Furthermore, there's no way of getting around the fact that the costs for surrogacy are astronomical. It's a huge shock to some intended parents when they are first looking into the idea and then hear it will cost upwards of $50,000 to $100,000 - especially when it's altruistic and the surrogate does not make a profit. I do believe that the laws need to change and surrogacy should be commercialized and regulated within Canada. There's enough of a demand for it that something needs to be done. However, I will be honest in saying that if it does go that way, it would be much harder for us to afford. And even though we were well informed of how much we would need to cover this journey and have had that money put aside for years, it's still enough to cause heart palpitations when the numbers come to light. 

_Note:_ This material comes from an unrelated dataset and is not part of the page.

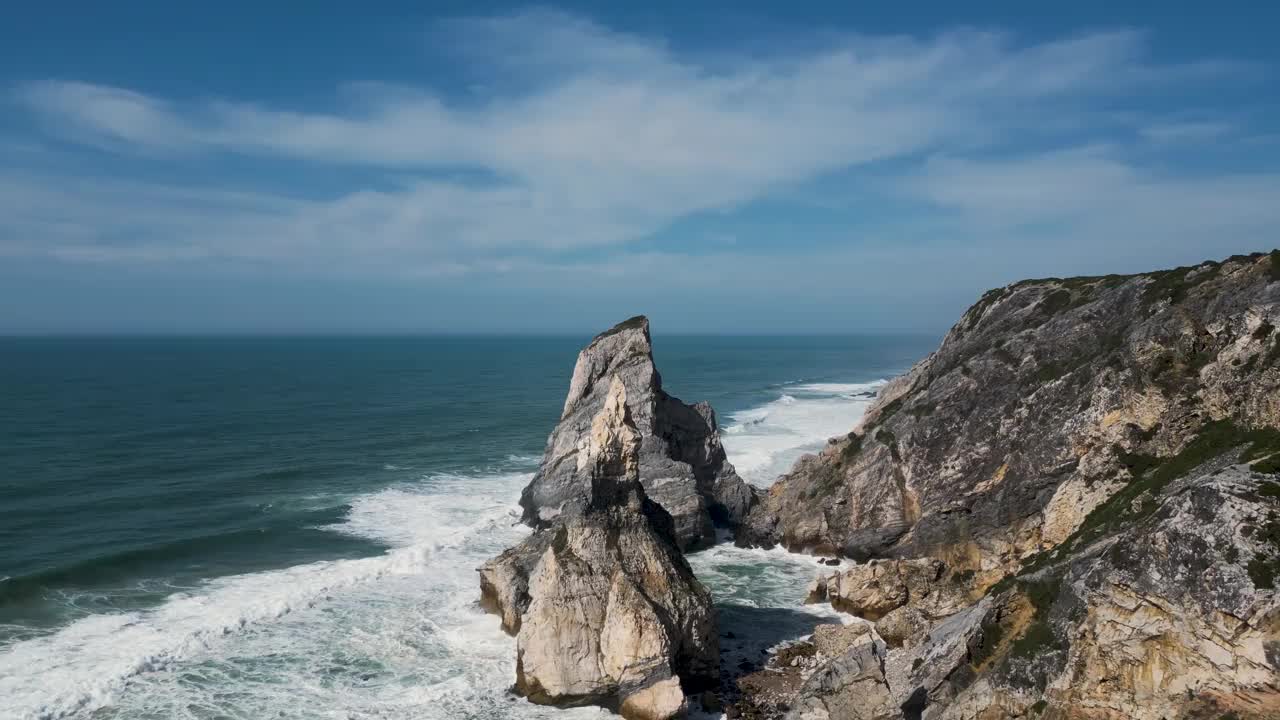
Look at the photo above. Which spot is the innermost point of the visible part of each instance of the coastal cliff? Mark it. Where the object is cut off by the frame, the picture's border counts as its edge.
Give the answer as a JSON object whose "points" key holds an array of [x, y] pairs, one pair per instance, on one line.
{"points": [[1070, 510]]}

But when you really want a child, can you put a price on it? Over the past few weeks, I've seen conversation threads in Facebook surrogacy groups when an intended mother or father gasps at those five zeroes, saying there's no way they can afford to do it and the door to their dreams of having a child is being slammed in their face. Personally, I think there are three things in life that you should not have any qualms about going into debt for: a place to live, good food to keep you alive and healthy, and your children. But for some people, even going into debt is not an option. They just can't afford to have a baby, and it breaks my heart. This of course is a topic unto itself and I'll explore it at length in another future posting. 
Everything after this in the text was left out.